Harry Potter serisinin bittiği ilk dönemlerde yeni bir hikaye için yanıp tutuşuyorduk. Harry’nin çocuklarının hikayeleri olabilirdi. Voldemort’un geçmişi olabilirdi. Çapulcular olabilirdi. Fantastik Canavarlar Nelerdir Nerede Bulunurlar uyarlanabilecek bir hikaye olarak görünmüyordu, gerçi hikaye değildi zaten. Filmin haberi geldiğinde Newt Scamander’in dünyayı gezip canavar toplayacağı, bol maceralı ve efektli bir şeyler beklemiştim. Tabii fragmanlarla birlikte bu beklenti yok oldu ama asıl rahatlamayı filmi izlediğimde yaşadım. “Basalım ışığı, büyü efektini görsel şölen yapalım” bakış açısının bu filmde olmaması büyük şans. Tabii ki sihirli yaratıklar ön planda olduğu için buna benzer bir durum var ama bu kez anlatıda replikler ön plana çıkıyor çok şükür. Harry ve Voldemort’un bütün seriyi özetleyen son konuşması yerine birbirlerine sarılıp çatıdan atlamalarını izledikten sonra bu gerçekten büyük bir gelişme. Filmle ilgili bütün değerlendirmelerim Harry Potter serisinde rahatsızlık duyduklarım üzerinden gidiyor farkındayım ama bu filmde de işler aynı şekilde gitseydi film çıkışı İngiltere’ye gidip David Yates’i ve –ona izin verdiği için- JK Rowling’i tokatlamak bir numaralı hedefim olacaktı.

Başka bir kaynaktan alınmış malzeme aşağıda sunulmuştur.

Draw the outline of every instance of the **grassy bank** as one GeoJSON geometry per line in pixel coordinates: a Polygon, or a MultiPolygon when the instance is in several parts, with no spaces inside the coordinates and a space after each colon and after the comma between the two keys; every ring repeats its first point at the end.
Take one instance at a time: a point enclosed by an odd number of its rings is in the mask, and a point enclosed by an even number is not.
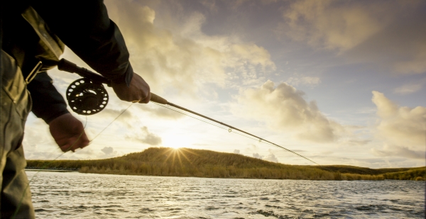
{"type": "Polygon", "coordinates": [[[299,166],[204,150],[151,147],[97,160],[28,160],[29,168],[79,169],[82,173],[209,178],[309,180],[425,179],[425,168],[373,169],[351,166],[299,166]],[[419,178],[420,177],[420,178],[419,178]]]}

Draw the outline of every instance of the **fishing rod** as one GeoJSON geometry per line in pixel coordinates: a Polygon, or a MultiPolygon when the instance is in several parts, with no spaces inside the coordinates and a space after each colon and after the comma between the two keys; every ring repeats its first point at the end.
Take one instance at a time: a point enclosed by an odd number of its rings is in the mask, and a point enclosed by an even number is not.
{"type": "MultiPolygon", "coordinates": [[[[71,83],[71,84],[70,84],[67,89],[67,101],[68,101],[70,107],[74,112],[80,115],[89,116],[96,114],[105,108],[106,104],[108,103],[109,96],[108,93],[106,92],[106,90],[102,84],[106,84],[107,86],[111,86],[110,80],[97,73],[93,72],[85,68],[78,67],[77,64],[65,59],[61,59],[58,62],[58,69],[64,72],[76,73],[83,77],[71,83]]],[[[224,123],[208,116],[189,110],[186,108],[170,103],[165,99],[155,94],[151,93],[151,94],[150,101],[161,105],[168,105],[192,114],[202,117],[224,126],[226,126],[229,128],[228,131],[229,133],[231,133],[232,130],[236,130],[246,135],[254,137],[255,138],[258,139],[259,142],[263,141],[268,142],[273,146],[283,149],[288,152],[309,160],[314,164],[321,166],[317,162],[284,147],[280,146],[275,143],[244,131],[232,125],[224,123]]]]}

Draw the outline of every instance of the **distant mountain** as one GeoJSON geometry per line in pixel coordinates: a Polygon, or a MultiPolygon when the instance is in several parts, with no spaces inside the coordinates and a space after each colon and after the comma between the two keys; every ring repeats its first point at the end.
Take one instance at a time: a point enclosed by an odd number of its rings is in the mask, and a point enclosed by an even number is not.
{"type": "Polygon", "coordinates": [[[300,166],[206,150],[151,147],[97,160],[28,160],[28,169],[75,169],[82,173],[310,180],[424,180],[425,167],[369,169],[353,166],[300,166]]]}

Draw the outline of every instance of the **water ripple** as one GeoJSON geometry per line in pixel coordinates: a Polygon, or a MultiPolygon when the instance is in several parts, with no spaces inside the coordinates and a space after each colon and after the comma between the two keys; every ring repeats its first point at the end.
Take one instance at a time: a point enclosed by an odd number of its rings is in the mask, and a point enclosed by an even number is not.
{"type": "Polygon", "coordinates": [[[422,181],[40,172],[31,186],[40,218],[425,218],[422,181]]]}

Eddie Redmayne bir gün öldüğünde sinema tarihine çok derin izler bırakan bir efsane olarak anılacak. Daha 32 yaşında Oscar’a uzanan Redmayne’i Büyücülük Dünyası’nda izlemek gerçekten büyük bir keyif. Stephan Hawking ve Lili Elbe’nin aksine çok daha az etkileyici Newt Scamander’ı da etkileyici hale getirmesi gerçekten nefis bir durum. Tek sıkıntı Tina’yı canlandıran Katherine Waterston’ınla uyumlu durmamaları. Film boyunca aralarında bir aşk sahnesi geçmediğinin farkındayım ama yine de uyum şart. Neyse ki Dan Fogler ve Samantha Morton oldukça eğlenceli bir işe imza atmışlar da Kowalski ve Mary Lou’yu birlikte izlemek oldukça keyifliydi. Kötü taraftaysa Credence’e can veren Ezra Miller benim beklentime göre sönük kalırken Colin Graves esas kötümüz Graves’e gerçekten beden sağlamış.
Filmin tek büyük sıkıntısı planlama hatasından kaynaklanan sonu. Önce tek duyurulan, sonra üç, vizyondan kısa süre önce de beş film çıkacağı söylenince zaten kafalar karışmıştı. Aynı kafa karışıklığını JK Rowling’de de biraz gördük denebilir. Üstelik bu kez filmler, Harry Potter serisinin aksine birbirleriyle daha bir göbekten bağlı olacak. Tek tek bakıldığında o kadar güçlü hikayeler sunma potansiyeli yok. O yüzden filmin sonunun bir dizi bölümü sonu kadar özensiz görünmesi kekremsi bir tat bırakıyor. Ama işin sonunda Büyücülük Dünyası’na geri döneceğimizi biliyoruz. O zaman bizi ne mutsuz edebilir ki?